“condução”, conto de nayara noronha

Reconhecia os ônibus pelas cores da carroceria. Não perguntava para a mãe qual a cor do nosso destino, apostava comigo mesma qual seria a coloração daquele dia. Sentia até um frio na barriga durante a espera no ponto. Os faróis se aproximando cheios de expectativas. Será que era o nosso? O pai já tinha me ensinado que os amarelos eram os circulares, os azuis transitavam entre os bairros e os vermelhos iam até as cidades vizinhas. Forçava as vistas para enxergar os letreiros luminosos. Nem sempre dava tempo de formar as palavras, eu ainda estava aprendendo a juntar as sílabas. SAN-TO… e antes de descobrir a santidade, o ônibus azul passava. Outros bairros, até mesmo os com poucas letras, era difícil de pronunciar. S-I-O-N, repetia baixinho para decorar. Os vermelhos eram raros no nosso bairro. A direção que eu sempre acertava era a amarela: CENTRO.

Esticava meu braço o mais longe possível para dar o sinal. Morria de medo do motorista não me ver.

— Cuidado, minha filha! — a mãe me puxava para longe do meio-fio.
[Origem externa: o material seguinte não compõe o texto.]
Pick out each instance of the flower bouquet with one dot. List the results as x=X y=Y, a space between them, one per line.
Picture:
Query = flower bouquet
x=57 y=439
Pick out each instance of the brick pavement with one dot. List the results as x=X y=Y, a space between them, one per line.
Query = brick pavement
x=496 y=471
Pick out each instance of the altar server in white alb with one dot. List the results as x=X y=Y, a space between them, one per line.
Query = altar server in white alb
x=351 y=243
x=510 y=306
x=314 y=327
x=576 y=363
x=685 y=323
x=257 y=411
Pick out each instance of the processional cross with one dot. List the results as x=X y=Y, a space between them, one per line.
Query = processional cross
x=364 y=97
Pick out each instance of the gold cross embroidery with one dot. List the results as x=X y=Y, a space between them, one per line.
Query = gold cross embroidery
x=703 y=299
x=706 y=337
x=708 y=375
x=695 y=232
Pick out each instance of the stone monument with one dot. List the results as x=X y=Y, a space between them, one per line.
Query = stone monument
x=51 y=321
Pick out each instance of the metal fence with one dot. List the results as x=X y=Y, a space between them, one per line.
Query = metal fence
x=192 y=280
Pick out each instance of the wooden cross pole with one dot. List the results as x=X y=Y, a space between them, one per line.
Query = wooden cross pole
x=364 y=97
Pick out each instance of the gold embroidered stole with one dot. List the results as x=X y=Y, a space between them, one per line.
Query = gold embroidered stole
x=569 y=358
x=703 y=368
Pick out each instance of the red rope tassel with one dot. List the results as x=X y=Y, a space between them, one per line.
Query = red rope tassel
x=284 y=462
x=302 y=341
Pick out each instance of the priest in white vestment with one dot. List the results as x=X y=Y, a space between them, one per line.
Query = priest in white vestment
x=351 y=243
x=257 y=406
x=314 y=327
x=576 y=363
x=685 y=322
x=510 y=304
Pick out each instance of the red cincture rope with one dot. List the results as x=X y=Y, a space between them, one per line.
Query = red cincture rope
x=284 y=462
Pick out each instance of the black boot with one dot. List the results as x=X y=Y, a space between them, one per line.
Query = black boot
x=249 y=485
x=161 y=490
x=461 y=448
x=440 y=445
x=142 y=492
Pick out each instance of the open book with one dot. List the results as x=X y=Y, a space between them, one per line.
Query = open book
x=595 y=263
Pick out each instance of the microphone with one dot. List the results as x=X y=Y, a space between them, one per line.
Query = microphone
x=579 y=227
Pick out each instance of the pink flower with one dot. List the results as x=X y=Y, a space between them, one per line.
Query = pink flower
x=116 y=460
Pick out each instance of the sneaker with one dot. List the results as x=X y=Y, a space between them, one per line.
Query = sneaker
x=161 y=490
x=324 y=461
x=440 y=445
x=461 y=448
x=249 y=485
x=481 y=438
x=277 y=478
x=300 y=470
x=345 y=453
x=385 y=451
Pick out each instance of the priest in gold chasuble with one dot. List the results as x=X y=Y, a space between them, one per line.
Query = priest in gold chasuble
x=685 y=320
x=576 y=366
O ônibus ia perdendo a velocidade. A porta da frente mal se abria e subia os dois degraus quase num pulo só. Aguardava ansiosa minha vez de chegar até a roleta. O trocador contava as pratas suficientes para única passagem. Então, colocava em ação minhas habilidades de passar por debaixo da catraca sem encostar na chapa de alumínio. Segurava as duas tranças dos meus cabelos com uma mão, com a outra, me apoiava na roleta. Nunca sujava a roupa e minha mãe sorria de orgulho.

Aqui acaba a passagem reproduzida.